Here are Thomas’ pointed words:
Now the use of sexual union hinders the mind from giving itself wholly to the service of God…on account of its vehement delectation, which by frequent repetition increases concupiscence, as also the Philosopher observes (Ethic. iii, 12): and hence it is that the use of venery withdraws the mind from that perfect intentness on tending to God. (ST, II-II, q.186, a.4)
Not only does continence allow one to focus more intently on spiritual growth, sublimating the sexual energy, but the freedom from its entanglements also allows one more time and space for apostolic, even academic, apostolates. The reader may recall the early temptation of Saint Thomas by a prostitute, whom he chased out of his room with a flaming firebrand, after which he was mystically girded by an angel and give the gift of perpetual chastity. Neither Thomas nor John Paul II would be who they were, nor would they have done all they did, if they were married men.
This is not to be Manichean, or deny the great beauty, nobility and holiness of marriage and the marital act. But we should not over-spiritualize our animal nature, a tragic misinterpretation of the ‘Theology of the Body’, and not what Pope John Paul II meant. We are destined for a far higher life, and in this vale of tears, the effects of original sin, and our own personal sins, are such that it is difficult to control and moderate the all that the conjugal life entails, which gets very complicated and engrossing. One is toggled to one’s own limits and vagaries and bodily and emotional swings, as well as those of another fallen and imperfect person, which is why the sexual acts in marriage must be moderated by temperance. And this assumes that both members of the marital union are striving for holiness, repenting of their sins, going to confession and all the rest of it.
And what is more, we are not ultimately called to the delights of the marital bed – often a cross as well – which are for this life only. As Christ had to explain to the obtuse Pharisees, we are made for heaven, where there will be no marriage, no sex, ecstatic or otherwise, no romance or even exclusive friendships.
Jesus said to them, “Is not this why you are wrong, that you know neither the scriptures nor the power of God? For when they rise from the dead, they neither marry nor are given in marriage, but are like angels in heaven. (Mk 12:24-25)
Like the angels, we will rejoice in the eternal communal bliss of the Triune God, which is a delight beyond any delight imaginable in this life, the very beatitude of God Himself, for all eternity. Again to Thomas, who says that the unbounded joy of the glorified soul will redound upon the body, and not the other way around.
This was the ‘ecstasy’ of Teresa of Avila, who, along with any number of other saints, received a taste of heaven itself in their contemplative life, far from some transient neuronal and physiological stimulation, which almost always leaves one sated and dissatisfied. Contra Freud, it’s not all about sex.

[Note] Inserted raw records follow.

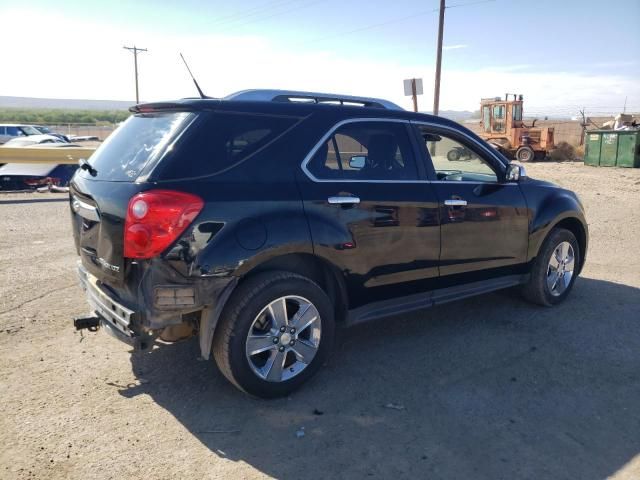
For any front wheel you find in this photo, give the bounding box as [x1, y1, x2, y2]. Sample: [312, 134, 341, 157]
[516, 146, 535, 162]
[522, 228, 580, 306]
[213, 271, 335, 398]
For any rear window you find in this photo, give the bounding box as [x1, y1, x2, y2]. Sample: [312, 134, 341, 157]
[84, 112, 193, 181]
[156, 112, 298, 179]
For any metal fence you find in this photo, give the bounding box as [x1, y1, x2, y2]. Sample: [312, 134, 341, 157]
[40, 123, 118, 141]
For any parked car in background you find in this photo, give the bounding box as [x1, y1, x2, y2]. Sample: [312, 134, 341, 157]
[32, 126, 70, 143]
[0, 163, 78, 190]
[0, 124, 41, 144]
[3, 134, 69, 147]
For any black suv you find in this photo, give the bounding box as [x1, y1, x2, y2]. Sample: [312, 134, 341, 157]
[70, 89, 588, 397]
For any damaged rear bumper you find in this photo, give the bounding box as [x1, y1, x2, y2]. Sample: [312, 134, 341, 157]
[75, 260, 237, 356]
[76, 262, 155, 350]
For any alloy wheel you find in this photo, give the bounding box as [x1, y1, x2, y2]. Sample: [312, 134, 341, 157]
[546, 241, 575, 296]
[245, 295, 322, 382]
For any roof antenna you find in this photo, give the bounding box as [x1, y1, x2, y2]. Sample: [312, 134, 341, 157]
[180, 53, 207, 99]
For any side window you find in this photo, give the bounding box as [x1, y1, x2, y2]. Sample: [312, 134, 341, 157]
[157, 112, 298, 179]
[482, 106, 490, 131]
[512, 104, 522, 121]
[308, 121, 418, 181]
[418, 128, 498, 183]
[6, 126, 22, 136]
[492, 104, 505, 132]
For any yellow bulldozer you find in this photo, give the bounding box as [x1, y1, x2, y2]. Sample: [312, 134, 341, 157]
[479, 94, 554, 162]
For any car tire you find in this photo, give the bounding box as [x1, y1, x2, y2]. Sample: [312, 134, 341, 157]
[447, 149, 461, 161]
[213, 271, 335, 398]
[522, 228, 580, 306]
[516, 146, 535, 162]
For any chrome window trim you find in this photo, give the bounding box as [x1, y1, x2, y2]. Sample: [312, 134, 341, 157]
[300, 117, 516, 185]
[300, 118, 430, 184]
[429, 180, 518, 185]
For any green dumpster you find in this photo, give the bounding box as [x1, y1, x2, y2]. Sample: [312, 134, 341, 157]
[616, 131, 640, 168]
[600, 133, 618, 167]
[583, 130, 640, 168]
[584, 132, 602, 166]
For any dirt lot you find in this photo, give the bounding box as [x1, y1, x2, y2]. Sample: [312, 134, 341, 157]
[1, 162, 639, 480]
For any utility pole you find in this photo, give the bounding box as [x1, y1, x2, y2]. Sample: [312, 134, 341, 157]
[123, 45, 148, 104]
[433, 0, 445, 116]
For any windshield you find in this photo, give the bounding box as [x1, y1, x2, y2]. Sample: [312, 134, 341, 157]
[20, 126, 41, 135]
[83, 112, 193, 181]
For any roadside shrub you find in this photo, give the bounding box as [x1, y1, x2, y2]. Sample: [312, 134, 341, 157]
[549, 141, 577, 162]
[0, 108, 130, 124]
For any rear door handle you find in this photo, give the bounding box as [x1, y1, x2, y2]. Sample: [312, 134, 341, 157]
[444, 199, 467, 206]
[328, 196, 360, 205]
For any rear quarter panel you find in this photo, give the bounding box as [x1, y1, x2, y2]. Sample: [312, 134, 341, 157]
[159, 114, 321, 280]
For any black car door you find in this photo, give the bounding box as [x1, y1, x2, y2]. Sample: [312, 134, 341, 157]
[412, 122, 529, 278]
[298, 119, 441, 308]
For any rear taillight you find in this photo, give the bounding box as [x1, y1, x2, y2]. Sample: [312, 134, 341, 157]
[124, 190, 204, 259]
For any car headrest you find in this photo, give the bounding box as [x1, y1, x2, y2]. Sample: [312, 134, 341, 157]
[367, 134, 398, 169]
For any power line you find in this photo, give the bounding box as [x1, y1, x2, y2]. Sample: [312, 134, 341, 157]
[214, 0, 324, 32]
[302, 8, 439, 46]
[204, 0, 298, 26]
[301, 0, 494, 47]
[447, 0, 496, 8]
[206, 0, 304, 28]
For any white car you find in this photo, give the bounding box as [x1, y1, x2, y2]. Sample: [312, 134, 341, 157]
[0, 124, 41, 144]
[2, 134, 68, 147]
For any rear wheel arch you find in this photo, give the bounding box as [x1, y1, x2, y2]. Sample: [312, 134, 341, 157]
[235, 253, 348, 323]
[200, 252, 348, 360]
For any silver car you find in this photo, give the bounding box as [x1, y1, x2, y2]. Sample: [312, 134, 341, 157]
[0, 124, 41, 144]
[2, 134, 68, 147]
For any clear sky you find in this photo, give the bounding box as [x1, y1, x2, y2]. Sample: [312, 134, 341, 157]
[1, 0, 638, 115]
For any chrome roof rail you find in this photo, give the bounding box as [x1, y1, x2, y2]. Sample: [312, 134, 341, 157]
[224, 89, 404, 111]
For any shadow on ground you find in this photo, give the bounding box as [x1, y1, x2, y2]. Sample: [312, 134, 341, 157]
[119, 277, 640, 479]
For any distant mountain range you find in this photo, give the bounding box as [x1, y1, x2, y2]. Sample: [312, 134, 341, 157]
[0, 96, 134, 110]
[1, 96, 483, 117]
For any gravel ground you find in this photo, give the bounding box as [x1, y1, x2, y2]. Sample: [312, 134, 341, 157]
[0, 162, 639, 480]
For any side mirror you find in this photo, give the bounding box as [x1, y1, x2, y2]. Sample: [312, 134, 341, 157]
[506, 163, 527, 182]
[349, 155, 366, 169]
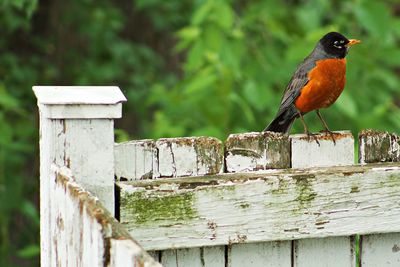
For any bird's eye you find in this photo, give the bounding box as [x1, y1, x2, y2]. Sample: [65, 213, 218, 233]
[340, 40, 345, 44]
[333, 40, 342, 49]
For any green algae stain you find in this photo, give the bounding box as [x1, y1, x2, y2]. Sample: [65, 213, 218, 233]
[238, 201, 250, 209]
[121, 191, 198, 225]
[293, 174, 317, 208]
[271, 178, 289, 195]
[350, 186, 360, 193]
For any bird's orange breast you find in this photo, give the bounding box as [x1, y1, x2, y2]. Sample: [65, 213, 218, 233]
[295, 58, 346, 113]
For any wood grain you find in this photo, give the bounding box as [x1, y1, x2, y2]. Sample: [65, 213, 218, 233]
[119, 163, 400, 250]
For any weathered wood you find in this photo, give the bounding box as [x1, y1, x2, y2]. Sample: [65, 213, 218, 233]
[114, 139, 156, 180]
[202, 246, 225, 267]
[291, 131, 354, 168]
[295, 237, 356, 267]
[118, 163, 400, 250]
[361, 233, 400, 266]
[225, 131, 290, 172]
[34, 86, 126, 265]
[154, 136, 223, 178]
[359, 129, 400, 164]
[160, 246, 225, 267]
[161, 248, 202, 267]
[34, 85, 126, 119]
[64, 119, 116, 213]
[228, 241, 291, 267]
[52, 167, 160, 267]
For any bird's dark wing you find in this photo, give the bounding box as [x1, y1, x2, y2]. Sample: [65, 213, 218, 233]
[277, 58, 317, 114]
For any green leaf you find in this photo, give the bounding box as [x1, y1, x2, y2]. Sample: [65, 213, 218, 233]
[185, 41, 205, 71]
[177, 26, 201, 41]
[184, 67, 217, 94]
[192, 1, 213, 25]
[213, 2, 234, 30]
[17, 244, 40, 258]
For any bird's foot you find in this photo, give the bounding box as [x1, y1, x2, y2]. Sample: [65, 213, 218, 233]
[319, 129, 336, 145]
[305, 131, 320, 146]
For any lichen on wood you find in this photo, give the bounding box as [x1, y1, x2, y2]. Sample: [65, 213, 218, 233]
[155, 136, 223, 178]
[224, 131, 290, 172]
[120, 190, 198, 225]
[359, 129, 400, 163]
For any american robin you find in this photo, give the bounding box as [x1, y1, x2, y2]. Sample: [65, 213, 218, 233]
[264, 32, 360, 144]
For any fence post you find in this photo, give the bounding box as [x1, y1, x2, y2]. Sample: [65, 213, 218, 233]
[33, 86, 126, 266]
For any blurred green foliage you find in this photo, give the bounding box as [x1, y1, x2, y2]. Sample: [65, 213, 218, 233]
[0, 0, 399, 265]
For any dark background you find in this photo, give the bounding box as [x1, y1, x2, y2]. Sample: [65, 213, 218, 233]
[1, 0, 399, 265]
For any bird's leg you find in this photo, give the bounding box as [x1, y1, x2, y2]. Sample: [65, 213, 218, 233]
[316, 110, 336, 145]
[298, 111, 320, 146]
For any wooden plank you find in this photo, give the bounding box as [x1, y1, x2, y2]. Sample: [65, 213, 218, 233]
[291, 131, 354, 168]
[114, 139, 156, 180]
[160, 249, 178, 267]
[361, 233, 400, 266]
[118, 163, 400, 250]
[225, 131, 290, 172]
[359, 129, 400, 163]
[63, 119, 115, 214]
[161, 246, 225, 267]
[228, 241, 291, 267]
[295, 237, 355, 267]
[154, 137, 223, 178]
[161, 248, 202, 267]
[203, 246, 225, 267]
[53, 168, 161, 267]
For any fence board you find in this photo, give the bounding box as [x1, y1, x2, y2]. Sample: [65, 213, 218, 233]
[291, 131, 354, 168]
[359, 129, 400, 163]
[225, 132, 290, 172]
[161, 246, 225, 267]
[228, 241, 291, 267]
[119, 163, 400, 250]
[295, 237, 355, 267]
[51, 167, 160, 267]
[161, 248, 202, 267]
[114, 139, 156, 180]
[361, 233, 400, 266]
[203, 246, 225, 267]
[154, 137, 223, 178]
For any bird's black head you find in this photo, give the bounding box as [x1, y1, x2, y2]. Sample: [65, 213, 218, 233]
[319, 32, 360, 58]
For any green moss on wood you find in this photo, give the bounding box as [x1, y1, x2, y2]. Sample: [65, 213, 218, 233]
[350, 186, 360, 193]
[293, 174, 317, 208]
[238, 201, 250, 209]
[194, 137, 223, 174]
[121, 191, 198, 225]
[271, 178, 289, 195]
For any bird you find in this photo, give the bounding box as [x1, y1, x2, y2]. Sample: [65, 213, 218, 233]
[264, 32, 360, 144]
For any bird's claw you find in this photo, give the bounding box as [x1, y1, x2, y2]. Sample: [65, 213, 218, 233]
[305, 131, 320, 146]
[319, 129, 337, 145]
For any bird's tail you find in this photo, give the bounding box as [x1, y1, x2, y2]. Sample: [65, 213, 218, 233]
[264, 106, 297, 134]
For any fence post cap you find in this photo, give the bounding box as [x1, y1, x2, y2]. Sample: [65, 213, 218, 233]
[32, 86, 127, 119]
[33, 86, 127, 105]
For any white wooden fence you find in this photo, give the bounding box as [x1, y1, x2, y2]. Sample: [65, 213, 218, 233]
[34, 86, 400, 266]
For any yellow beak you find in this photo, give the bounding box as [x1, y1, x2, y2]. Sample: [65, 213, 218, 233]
[346, 39, 361, 47]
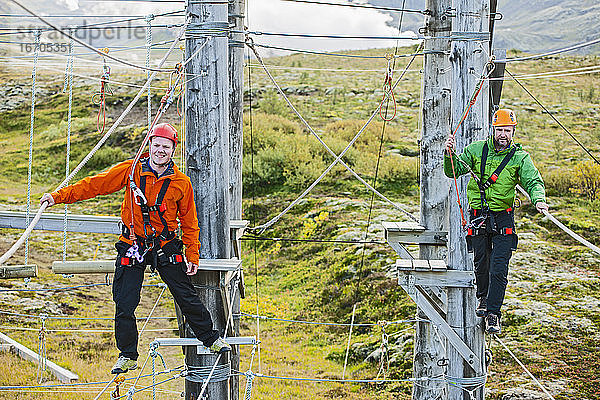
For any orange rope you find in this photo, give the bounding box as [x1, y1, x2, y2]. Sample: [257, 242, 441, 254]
[447, 59, 495, 227]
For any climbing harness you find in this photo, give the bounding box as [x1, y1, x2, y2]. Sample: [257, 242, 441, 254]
[92, 48, 113, 134]
[378, 53, 397, 121]
[125, 63, 184, 254]
[121, 171, 176, 266]
[446, 55, 496, 227]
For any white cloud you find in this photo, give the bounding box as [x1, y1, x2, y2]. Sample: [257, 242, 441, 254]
[247, 0, 417, 53]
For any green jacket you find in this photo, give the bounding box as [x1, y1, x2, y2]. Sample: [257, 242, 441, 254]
[443, 136, 546, 211]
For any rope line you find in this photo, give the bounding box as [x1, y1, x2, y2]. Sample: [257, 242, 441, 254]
[62, 30, 74, 269]
[0, 282, 124, 292]
[516, 185, 600, 255]
[497, 36, 600, 63]
[494, 335, 556, 400]
[24, 30, 40, 265]
[0, 368, 183, 390]
[237, 312, 422, 327]
[505, 68, 600, 165]
[247, 42, 418, 232]
[246, 42, 423, 59]
[0, 308, 175, 320]
[236, 370, 439, 384]
[242, 234, 387, 245]
[7, 0, 177, 73]
[0, 17, 190, 266]
[275, 0, 428, 13]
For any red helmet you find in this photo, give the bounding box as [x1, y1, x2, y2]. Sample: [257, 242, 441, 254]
[149, 123, 178, 147]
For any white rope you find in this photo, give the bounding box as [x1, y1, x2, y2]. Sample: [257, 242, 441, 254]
[25, 30, 41, 265]
[248, 43, 419, 232]
[342, 303, 356, 379]
[516, 185, 600, 255]
[0, 17, 190, 266]
[62, 30, 74, 267]
[494, 335, 556, 400]
[145, 14, 154, 132]
[195, 274, 242, 400]
[8, 0, 175, 73]
[123, 283, 168, 397]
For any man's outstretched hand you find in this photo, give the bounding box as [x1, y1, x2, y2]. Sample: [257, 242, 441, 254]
[186, 262, 198, 276]
[40, 193, 55, 207]
[535, 202, 549, 213]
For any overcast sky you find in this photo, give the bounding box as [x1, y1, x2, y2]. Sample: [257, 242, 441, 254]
[8, 0, 417, 53]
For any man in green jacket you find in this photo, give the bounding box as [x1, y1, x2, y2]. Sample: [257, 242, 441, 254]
[443, 108, 548, 334]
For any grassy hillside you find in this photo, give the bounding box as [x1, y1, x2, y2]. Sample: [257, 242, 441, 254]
[0, 46, 599, 400]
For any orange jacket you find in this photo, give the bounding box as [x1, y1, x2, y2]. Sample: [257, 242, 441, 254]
[52, 158, 201, 264]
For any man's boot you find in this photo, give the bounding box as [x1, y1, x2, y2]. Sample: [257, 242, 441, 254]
[485, 313, 501, 334]
[476, 297, 487, 317]
[111, 356, 138, 374]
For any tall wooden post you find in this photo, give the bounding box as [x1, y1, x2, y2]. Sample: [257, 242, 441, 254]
[185, 0, 231, 397]
[416, 0, 452, 398]
[448, 0, 489, 398]
[228, 0, 245, 398]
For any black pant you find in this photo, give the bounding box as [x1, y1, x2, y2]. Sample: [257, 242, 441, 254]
[112, 240, 219, 360]
[467, 210, 518, 317]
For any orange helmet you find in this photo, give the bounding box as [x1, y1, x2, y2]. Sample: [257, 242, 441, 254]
[149, 123, 178, 147]
[492, 108, 517, 127]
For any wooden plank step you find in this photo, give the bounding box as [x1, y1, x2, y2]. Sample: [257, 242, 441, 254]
[52, 259, 242, 274]
[153, 336, 257, 355]
[0, 332, 79, 383]
[0, 265, 37, 279]
[382, 221, 447, 246]
[398, 270, 475, 288]
[396, 259, 447, 271]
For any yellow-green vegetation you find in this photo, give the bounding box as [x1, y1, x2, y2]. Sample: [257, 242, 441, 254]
[0, 46, 600, 400]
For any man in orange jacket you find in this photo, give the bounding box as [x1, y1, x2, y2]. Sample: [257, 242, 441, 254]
[41, 123, 231, 374]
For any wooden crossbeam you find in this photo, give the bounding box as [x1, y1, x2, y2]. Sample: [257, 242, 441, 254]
[52, 259, 242, 274]
[0, 265, 37, 279]
[382, 221, 447, 246]
[0, 332, 79, 383]
[153, 336, 256, 354]
[0, 211, 120, 234]
[398, 284, 482, 374]
[0, 211, 249, 238]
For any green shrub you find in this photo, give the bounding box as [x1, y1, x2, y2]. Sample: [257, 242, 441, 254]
[84, 147, 128, 172]
[542, 166, 576, 197]
[242, 113, 326, 191]
[573, 160, 600, 200]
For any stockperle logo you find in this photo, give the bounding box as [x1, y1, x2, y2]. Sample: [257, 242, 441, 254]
[16, 19, 149, 48]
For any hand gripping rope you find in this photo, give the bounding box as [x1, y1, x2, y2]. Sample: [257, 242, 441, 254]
[446, 56, 496, 228]
[92, 48, 113, 134]
[378, 54, 397, 121]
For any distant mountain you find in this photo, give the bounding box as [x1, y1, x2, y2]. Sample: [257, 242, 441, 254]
[368, 0, 600, 54]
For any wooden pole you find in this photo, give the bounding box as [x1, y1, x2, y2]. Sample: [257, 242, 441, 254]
[228, 0, 245, 398]
[185, 0, 231, 397]
[448, 0, 489, 398]
[415, 0, 452, 398]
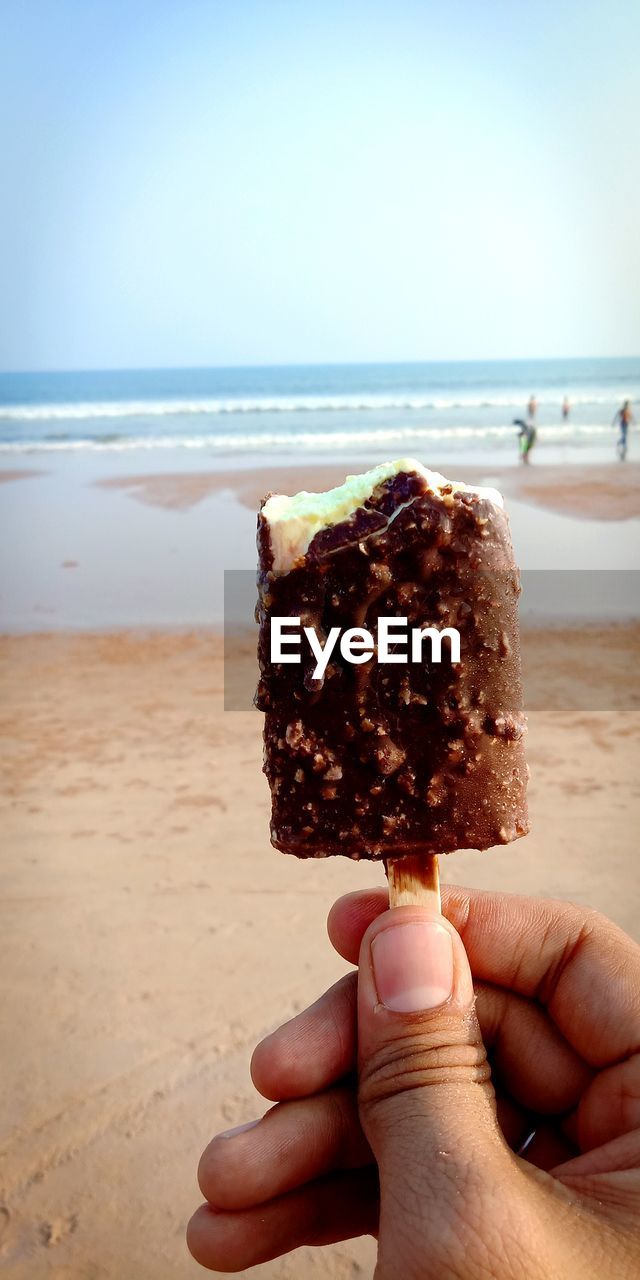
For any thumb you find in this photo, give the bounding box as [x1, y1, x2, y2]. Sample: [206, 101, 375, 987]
[357, 906, 510, 1252]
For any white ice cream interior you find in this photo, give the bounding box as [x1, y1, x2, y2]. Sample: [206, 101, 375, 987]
[262, 457, 503, 573]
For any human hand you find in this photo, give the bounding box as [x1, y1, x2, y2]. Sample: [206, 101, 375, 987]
[188, 887, 640, 1276]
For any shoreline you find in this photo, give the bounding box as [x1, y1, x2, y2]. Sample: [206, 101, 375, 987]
[1, 457, 638, 632]
[96, 460, 640, 522]
[2, 455, 638, 521]
[3, 453, 640, 518]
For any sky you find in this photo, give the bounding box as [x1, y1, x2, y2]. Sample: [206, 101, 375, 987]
[1, 0, 639, 371]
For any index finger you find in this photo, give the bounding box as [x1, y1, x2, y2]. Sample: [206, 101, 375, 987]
[328, 886, 640, 1069]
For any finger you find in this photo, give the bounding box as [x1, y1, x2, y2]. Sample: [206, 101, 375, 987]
[227, 1000, 573, 1192]
[575, 1052, 640, 1151]
[329, 884, 640, 1068]
[440, 886, 640, 1068]
[476, 983, 593, 1113]
[198, 1085, 371, 1211]
[329, 892, 595, 1111]
[553, 1127, 640, 1179]
[328, 888, 388, 962]
[187, 1168, 379, 1273]
[251, 972, 357, 1101]
[552, 1132, 640, 1236]
[356, 906, 511, 1224]
[252, 970, 593, 1117]
[330, 885, 640, 1068]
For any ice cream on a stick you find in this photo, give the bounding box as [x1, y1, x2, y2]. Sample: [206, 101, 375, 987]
[255, 459, 528, 905]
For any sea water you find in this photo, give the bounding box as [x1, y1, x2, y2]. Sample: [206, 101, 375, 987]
[0, 357, 637, 461]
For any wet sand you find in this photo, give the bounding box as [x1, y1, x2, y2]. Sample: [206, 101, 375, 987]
[0, 469, 48, 485]
[96, 461, 640, 520]
[2, 459, 639, 632]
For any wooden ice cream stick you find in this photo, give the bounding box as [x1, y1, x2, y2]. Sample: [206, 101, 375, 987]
[386, 853, 441, 912]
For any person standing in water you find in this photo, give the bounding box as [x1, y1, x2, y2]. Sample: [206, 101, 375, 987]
[613, 400, 634, 460]
[514, 418, 536, 463]
[513, 393, 538, 464]
[562, 396, 570, 421]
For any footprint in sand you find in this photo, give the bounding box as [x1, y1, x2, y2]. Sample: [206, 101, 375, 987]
[39, 1214, 78, 1247]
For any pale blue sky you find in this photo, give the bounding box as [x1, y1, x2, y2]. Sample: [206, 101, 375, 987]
[1, 0, 639, 371]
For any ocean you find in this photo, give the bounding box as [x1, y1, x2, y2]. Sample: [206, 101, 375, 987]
[0, 357, 637, 461]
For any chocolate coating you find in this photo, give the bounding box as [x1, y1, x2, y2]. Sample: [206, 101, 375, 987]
[256, 471, 529, 860]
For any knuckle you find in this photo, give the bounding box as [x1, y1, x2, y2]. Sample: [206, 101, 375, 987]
[324, 1083, 354, 1151]
[359, 1016, 490, 1114]
[537, 907, 612, 1006]
[326, 973, 357, 1062]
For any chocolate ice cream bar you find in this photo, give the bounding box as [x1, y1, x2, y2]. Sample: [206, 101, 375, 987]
[256, 459, 528, 860]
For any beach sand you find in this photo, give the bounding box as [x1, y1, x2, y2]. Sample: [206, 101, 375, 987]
[0, 461, 639, 1278]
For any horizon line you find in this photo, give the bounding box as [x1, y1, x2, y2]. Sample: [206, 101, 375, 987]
[1, 353, 639, 379]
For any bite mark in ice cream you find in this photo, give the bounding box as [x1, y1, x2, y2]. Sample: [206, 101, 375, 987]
[262, 457, 503, 573]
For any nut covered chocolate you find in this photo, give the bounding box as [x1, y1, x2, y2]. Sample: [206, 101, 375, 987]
[256, 460, 529, 860]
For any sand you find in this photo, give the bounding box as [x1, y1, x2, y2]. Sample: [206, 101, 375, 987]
[0, 460, 639, 1278]
[1, 624, 638, 1279]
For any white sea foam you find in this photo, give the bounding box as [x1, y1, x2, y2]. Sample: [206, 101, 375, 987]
[0, 422, 615, 454]
[0, 392, 632, 422]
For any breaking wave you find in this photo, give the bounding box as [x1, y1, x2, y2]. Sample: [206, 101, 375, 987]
[0, 391, 631, 423]
[0, 422, 614, 454]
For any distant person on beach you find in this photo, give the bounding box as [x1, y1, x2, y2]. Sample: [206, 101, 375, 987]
[188, 888, 640, 1277]
[562, 395, 570, 420]
[527, 393, 537, 423]
[613, 399, 634, 460]
[514, 417, 536, 464]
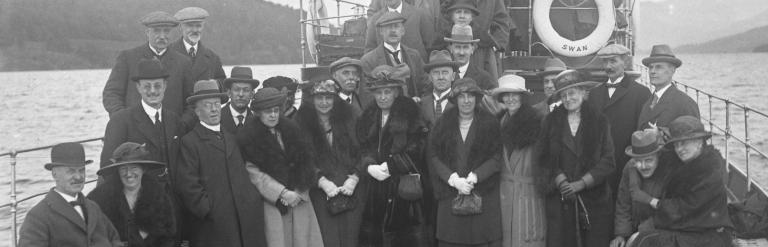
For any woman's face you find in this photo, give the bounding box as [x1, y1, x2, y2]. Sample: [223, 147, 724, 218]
[313, 94, 335, 115]
[374, 87, 398, 110]
[457, 92, 477, 116]
[560, 87, 587, 111]
[674, 138, 704, 162]
[257, 106, 282, 128]
[500, 93, 522, 115]
[451, 8, 474, 26]
[119, 164, 144, 190]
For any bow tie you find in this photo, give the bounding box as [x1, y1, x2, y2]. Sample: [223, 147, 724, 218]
[606, 83, 620, 88]
[69, 197, 84, 207]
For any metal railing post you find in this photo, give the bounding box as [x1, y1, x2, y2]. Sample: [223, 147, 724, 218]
[300, 0, 306, 68]
[708, 96, 713, 133]
[744, 105, 751, 192]
[725, 101, 730, 173]
[10, 150, 17, 247]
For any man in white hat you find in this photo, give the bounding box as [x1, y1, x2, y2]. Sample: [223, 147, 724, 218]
[169, 7, 226, 86]
[636, 44, 699, 130]
[445, 25, 496, 90]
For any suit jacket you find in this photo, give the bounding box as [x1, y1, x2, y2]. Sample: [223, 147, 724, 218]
[343, 91, 374, 118]
[365, 2, 434, 61]
[176, 123, 266, 247]
[636, 84, 700, 130]
[103, 44, 192, 117]
[168, 39, 226, 84]
[462, 62, 498, 90]
[18, 189, 121, 247]
[360, 43, 426, 97]
[419, 93, 454, 129]
[220, 102, 255, 135]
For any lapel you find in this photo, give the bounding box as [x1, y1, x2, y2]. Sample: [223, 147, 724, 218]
[189, 42, 212, 79]
[83, 199, 100, 235]
[603, 76, 633, 109]
[46, 189, 87, 232]
[195, 124, 226, 154]
[220, 103, 236, 132]
[162, 110, 179, 146]
[131, 106, 162, 148]
[142, 44, 159, 60]
[639, 85, 675, 126]
[420, 94, 436, 123]
[376, 45, 391, 66]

This spiritual end of Man, and the infinite concomitant delights thereof, can only be accepted on Faith, and to reduce it to some animal, bodily pleasure, regardless of how this may be sanctified by marriage, is to do a disservice to the myriad of continent and consecrated saints, and those who on such a path. One need not have sex to know true ecstasy – in fact, the opposite is more true. The ‘happiest’ person who ever lived, and certainly the highest in heaven, is the Virgin who ‘knew not man’. And it’s easier, and more delightful, if we follow her example to reach that beatific end to which God calls us.